In an issue of his newsletter, The Convivial Society, L.M. Sacasas posed 41 questions that we should ask ourselves about technologies to help us “draw out the moral or ethical implications of our tools”. Here are a few of the questions:

3. How will the use of this technology affect my experience of time?
12. What was required of other creatures so that I might be able to use this technology?
16. How does this technology empower me? At whose expense?
22. What desires does the use of this technology generate?
35. Does my use of this technology encourage me to view others as a means to an end?

Sacasas recently joined Ezra Klein on his podcast to talk through some of the answers to these questions for certain technologies.

EZRA KLEIN: I’m gonna group the next set together. So what was required of other human beings, of other creatures, of the earth, so that I might be able to use this technology? When you ask that, when you think of that, what comes to mind?

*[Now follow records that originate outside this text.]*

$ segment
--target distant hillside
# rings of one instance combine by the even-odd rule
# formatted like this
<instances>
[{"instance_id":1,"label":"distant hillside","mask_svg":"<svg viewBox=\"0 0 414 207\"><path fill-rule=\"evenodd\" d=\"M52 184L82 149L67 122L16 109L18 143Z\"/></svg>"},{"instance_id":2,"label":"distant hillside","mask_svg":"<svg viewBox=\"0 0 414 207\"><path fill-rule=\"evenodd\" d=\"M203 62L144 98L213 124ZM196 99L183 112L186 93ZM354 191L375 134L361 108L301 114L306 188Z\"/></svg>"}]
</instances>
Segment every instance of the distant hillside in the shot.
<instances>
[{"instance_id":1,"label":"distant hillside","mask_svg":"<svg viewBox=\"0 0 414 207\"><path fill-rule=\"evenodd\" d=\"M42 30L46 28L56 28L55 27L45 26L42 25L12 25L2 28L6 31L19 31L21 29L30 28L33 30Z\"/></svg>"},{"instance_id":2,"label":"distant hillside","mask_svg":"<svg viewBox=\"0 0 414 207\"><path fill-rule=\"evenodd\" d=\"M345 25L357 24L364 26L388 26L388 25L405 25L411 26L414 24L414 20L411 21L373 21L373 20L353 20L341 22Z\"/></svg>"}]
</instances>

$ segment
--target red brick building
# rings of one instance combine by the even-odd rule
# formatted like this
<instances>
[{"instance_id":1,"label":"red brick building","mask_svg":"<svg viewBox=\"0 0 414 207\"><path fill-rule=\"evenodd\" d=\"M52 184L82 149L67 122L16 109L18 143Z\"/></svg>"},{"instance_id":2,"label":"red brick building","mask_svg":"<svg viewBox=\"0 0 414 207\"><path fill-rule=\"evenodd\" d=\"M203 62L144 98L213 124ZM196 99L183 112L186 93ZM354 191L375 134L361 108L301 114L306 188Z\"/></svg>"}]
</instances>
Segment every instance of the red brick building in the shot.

MICHAEL SACASAS: So I recently wrote a piece, and its premise was that sometimes we think of the internet, of digital life, as being immaterial, existing somewhere out in the ether, in the cloud, with these metaphors that kind of suggest that it doesn’t really have a material footprint. But the reality of course โ€” I think as most of us are becoming very aware โ€” is that it very much has a material reality that may begin in a mine where rare earth metals are being extracted in inhumane working conditions at great cost to the local environment.

But that’s very far removed from my comfortable experience of the tablet on my couch in the living room. And so with regards to the earth, the digital realm depends upon material resources that need to be collected. It depends on the energy grid. It leaves a footprint on the environment.

And so we tend not to think about that by the time that it gets to us and looks so shiny and clean and new, and connects us to this world that isn’t physically necessarily located anywhere in our experience. And so I think it is important for us to think about the labor, the extraction cost on the environment, that go into providing us with the kind of world that we find so amusing and interesting and comfortable.